Two friends were going to Mecca on a pilgrimage. They were not accustomed to any manual hardship. Carrying the burden of their own blankets, clothes, and food, was very unpleasant to them. One day, while they were resting on the roadside, they met a young man who was also going to Mecca on a pilgrimage. The two friends thought it wise to befriend the young man for he looked good-natured as well as physically strong. Accordingly, they Spoke many kind words to the young man and proposed that the three should travel together. The young man, who was uneducated, took it as a great privilege to travel in the company of educated men. He gladly agreed to the proposal of the two friends. It was decided that they should make a common stock of their foodstuff for the days of the travel. The new companion soon saw how difficult it was for the two friends to carry their luggage. So he took their loads upon himself and that made the two friends extremely glad at heart.
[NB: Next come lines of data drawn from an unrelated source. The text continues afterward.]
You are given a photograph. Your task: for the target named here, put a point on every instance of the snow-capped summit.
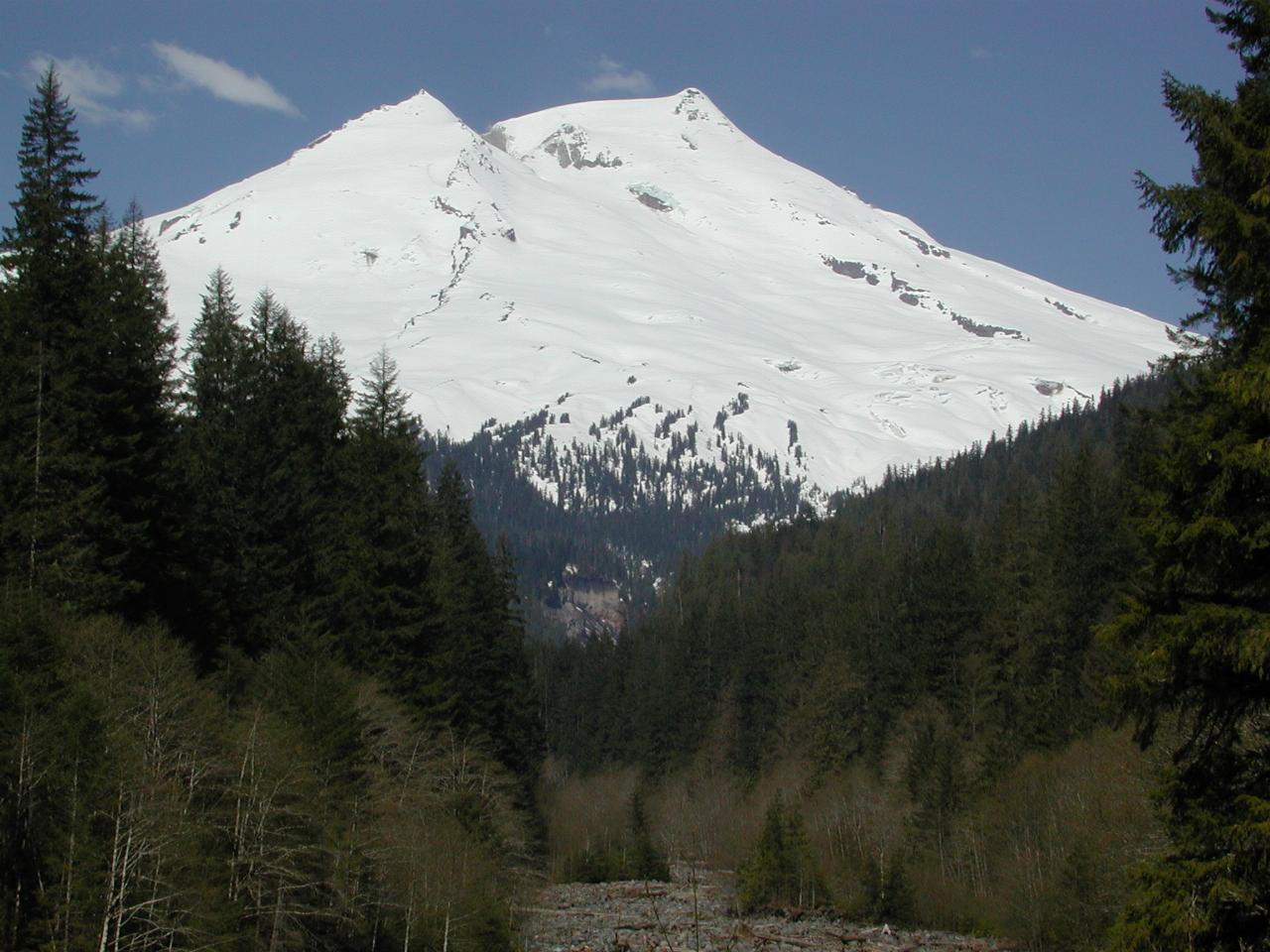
(643, 264)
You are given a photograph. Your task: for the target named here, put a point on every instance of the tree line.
(264, 684)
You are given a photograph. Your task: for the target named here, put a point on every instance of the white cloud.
(222, 80)
(87, 86)
(613, 76)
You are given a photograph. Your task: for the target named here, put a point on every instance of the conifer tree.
(1197, 631)
(380, 604)
(85, 358)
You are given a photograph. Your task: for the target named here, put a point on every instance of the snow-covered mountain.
(644, 270)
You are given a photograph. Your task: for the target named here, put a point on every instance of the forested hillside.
(263, 685)
(969, 588)
(911, 708)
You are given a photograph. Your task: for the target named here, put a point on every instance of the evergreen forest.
(264, 684)
(264, 687)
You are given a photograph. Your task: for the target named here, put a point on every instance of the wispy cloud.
(222, 80)
(612, 76)
(87, 86)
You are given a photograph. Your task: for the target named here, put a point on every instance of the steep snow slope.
(647, 257)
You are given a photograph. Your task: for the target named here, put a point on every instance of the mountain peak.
(640, 271)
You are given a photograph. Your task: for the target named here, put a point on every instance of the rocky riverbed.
(695, 914)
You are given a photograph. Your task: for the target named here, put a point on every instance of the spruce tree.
(380, 601)
(85, 357)
(1198, 629)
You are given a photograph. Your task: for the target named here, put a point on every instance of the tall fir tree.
(380, 601)
(86, 354)
(1198, 629)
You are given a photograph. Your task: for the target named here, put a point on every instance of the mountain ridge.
(644, 264)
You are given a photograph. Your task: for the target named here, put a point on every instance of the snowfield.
(648, 254)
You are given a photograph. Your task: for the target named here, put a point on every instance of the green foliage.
(1196, 630)
(334, 746)
(969, 587)
(85, 362)
(780, 873)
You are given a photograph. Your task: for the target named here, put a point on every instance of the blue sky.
(1007, 128)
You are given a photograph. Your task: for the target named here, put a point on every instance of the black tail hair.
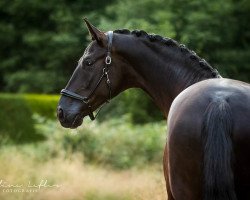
(218, 177)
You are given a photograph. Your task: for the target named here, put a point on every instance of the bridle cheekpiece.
(105, 71)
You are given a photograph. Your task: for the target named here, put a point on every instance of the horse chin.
(77, 121)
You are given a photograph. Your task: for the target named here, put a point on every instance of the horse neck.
(162, 72)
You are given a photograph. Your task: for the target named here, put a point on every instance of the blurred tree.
(41, 42)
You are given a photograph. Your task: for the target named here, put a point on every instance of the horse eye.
(88, 62)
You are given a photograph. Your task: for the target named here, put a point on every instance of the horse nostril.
(60, 114)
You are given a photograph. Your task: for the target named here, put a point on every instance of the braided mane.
(172, 43)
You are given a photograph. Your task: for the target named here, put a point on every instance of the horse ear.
(95, 33)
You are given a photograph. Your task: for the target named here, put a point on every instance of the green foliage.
(133, 102)
(115, 143)
(16, 124)
(44, 105)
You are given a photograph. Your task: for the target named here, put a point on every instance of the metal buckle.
(108, 60)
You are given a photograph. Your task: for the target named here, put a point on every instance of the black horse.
(207, 151)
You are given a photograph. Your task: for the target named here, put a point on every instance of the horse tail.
(217, 127)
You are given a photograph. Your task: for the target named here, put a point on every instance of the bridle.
(105, 70)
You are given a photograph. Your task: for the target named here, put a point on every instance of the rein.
(105, 71)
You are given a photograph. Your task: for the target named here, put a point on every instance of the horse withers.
(206, 155)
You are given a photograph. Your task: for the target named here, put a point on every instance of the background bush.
(17, 115)
(115, 143)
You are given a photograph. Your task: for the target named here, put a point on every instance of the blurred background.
(119, 156)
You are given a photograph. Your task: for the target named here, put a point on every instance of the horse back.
(185, 133)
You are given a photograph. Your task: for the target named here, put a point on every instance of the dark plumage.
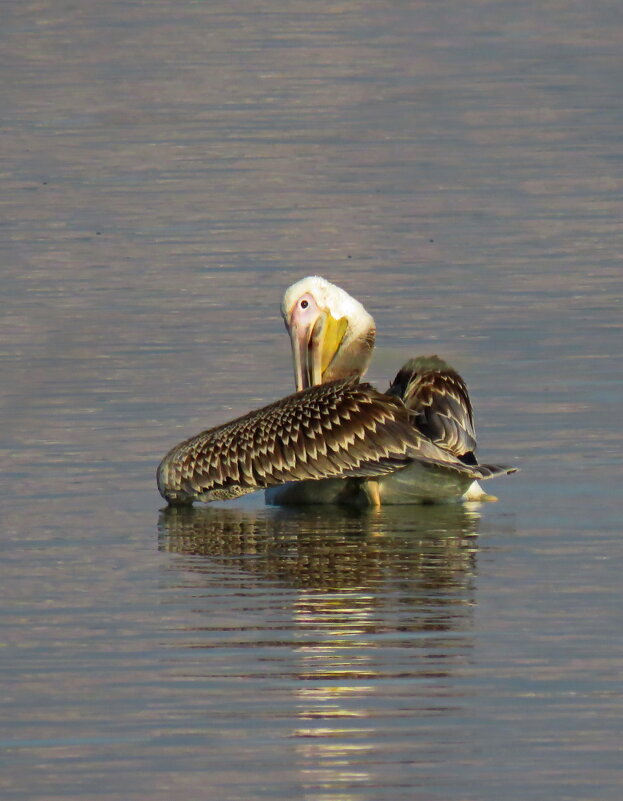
(335, 430)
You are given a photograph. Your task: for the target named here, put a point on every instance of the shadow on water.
(354, 623)
(329, 548)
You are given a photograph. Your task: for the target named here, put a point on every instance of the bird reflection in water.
(383, 603)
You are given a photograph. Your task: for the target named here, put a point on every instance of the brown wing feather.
(338, 429)
(438, 398)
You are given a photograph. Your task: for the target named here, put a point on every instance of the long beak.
(314, 347)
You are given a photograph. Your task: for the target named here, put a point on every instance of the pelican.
(337, 440)
(332, 337)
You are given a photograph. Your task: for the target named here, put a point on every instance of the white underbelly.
(415, 484)
(419, 483)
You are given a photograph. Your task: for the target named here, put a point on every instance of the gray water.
(167, 169)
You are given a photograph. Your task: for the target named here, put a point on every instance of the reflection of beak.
(314, 347)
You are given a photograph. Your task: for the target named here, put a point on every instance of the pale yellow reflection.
(335, 671)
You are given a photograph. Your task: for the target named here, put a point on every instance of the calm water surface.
(167, 169)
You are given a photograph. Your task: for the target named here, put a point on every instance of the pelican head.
(332, 334)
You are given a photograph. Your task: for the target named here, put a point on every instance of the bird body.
(337, 440)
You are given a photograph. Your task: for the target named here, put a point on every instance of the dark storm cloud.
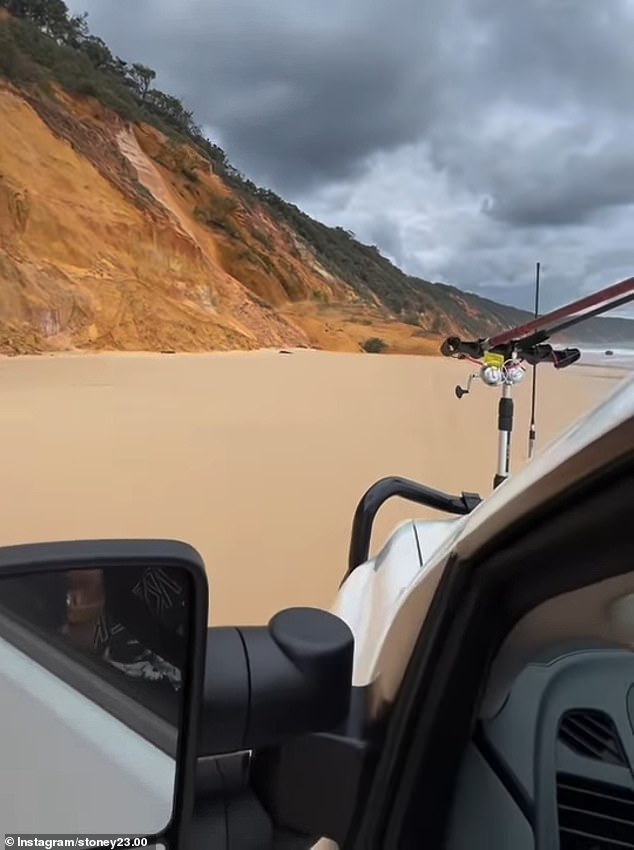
(466, 138)
(302, 92)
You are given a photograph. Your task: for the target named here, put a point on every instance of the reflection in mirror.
(92, 669)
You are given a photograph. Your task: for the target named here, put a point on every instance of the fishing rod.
(501, 358)
(531, 427)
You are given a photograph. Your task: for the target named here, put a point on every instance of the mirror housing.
(266, 684)
(42, 561)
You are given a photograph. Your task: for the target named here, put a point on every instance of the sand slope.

One evening the two townsmen saw that the quantity of flour that was left with them was barely sufficient for making one piece of loaf. So, they planned a trick to deprive the young man of his share of the loaf. They said to him, "You see, this much flour will make only one piece of loaf, if we three share it, nobody s hunger will be satisfied. Let us prepare the flour for a loaf and put the brick in the oven. While it bakes, we will go to sleep. Whoever dreams the most wonderful dream by the time the loaf is baked, will eat it. isn’t it a sound idea?" The young man outwardly agreed with them that it was a sound idea. But in his heart, he felt sure that his companions planned mischief. When his companions really fell asleep, he got up and ate up the half-baked cake and went back to his bed. After some time one of his two companies got up and pretending to be excited, called his friend and said, "Good Lord! What an amazing dream I dreamt! Two beautiful angels approached me and took me with them straight to the gates of heaven." His friend said, "How strange! I too dreamt a dream equally wonderful. l was taken by two ghosts straight to the gates of hell." The young man did not seem to wake up in spite of the excited and loud conversation between the two friends. So they gave him a push. He opened his eyes. After a minute he asked, "When did you return?" "Where from?", the friends asked. The young man said, " It seems I saw that two angles took one of you to heaven and two ghosts took the other to hell. I thought that none of you would return from such a distant place. So I ate up the whole loaf!"
Then again he said, "I am sorry to inform you that l have decided to travel the rest of the road to Mecca all alone. You are educated ones and town-dwellers too; you have the privilege to visit heaven and hell. But how is it that none of you should care to take this illiterate friend of yours on your excursions to such interesting places? Friendship demands mutual sympathy, does not it? For my part, have I not carried your burdens so far?" When it was morning, the young man separated his things from those of his Companions and left for Mecca alone. The two friends looked at their own luggage and sighed. They realized how justified the young man was in his conduct and comments. He had sacrificed his comfort and carried their burdens. But they had tried to refuse him even his rightful share of a loaf!